O ex-funcionário Alexandre Junqueira disse em outubro do ano passado que presenciou devoluções de salários e gratificações, além de funcionários fantasmas no gabinete do parlamentar. Mas o promotor do caso afirma que não há provas sobre o favorecimento do deputado no suposto esquema.

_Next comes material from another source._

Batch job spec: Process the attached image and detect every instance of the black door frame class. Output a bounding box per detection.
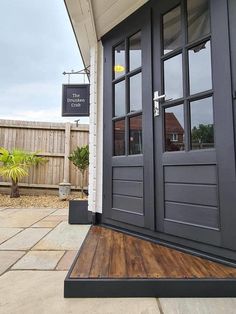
[102,0,236,260]
[102,3,155,230]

O deputado estadual Gil Diniz, do PSL, em discurso da Assembléia Legislativa de São Paulo (Alesp).
Carol Jacob/Alesp
O Ministério Público de São Paulo (MP-SP) arquivou nesta segunda-feira (28) o inquérito aberto contra o deputado estadual Gil Diniz, líder do PSL na Assembléia Legislativa de São Paulo (Alesp), que era acusado de suposta prática de “rachadinha” por um ex-funcionário de gabinete.
De acordo com o promotor Ricardo Manuel Castro, apesar de haver indícios de saques de dinheiro feitos por empregados do gabinete do parlamentar em datas próximas do pagamento dos vencimentos, o MP não encontrou evidências de que os recursos favoreceriam Gil Diniz.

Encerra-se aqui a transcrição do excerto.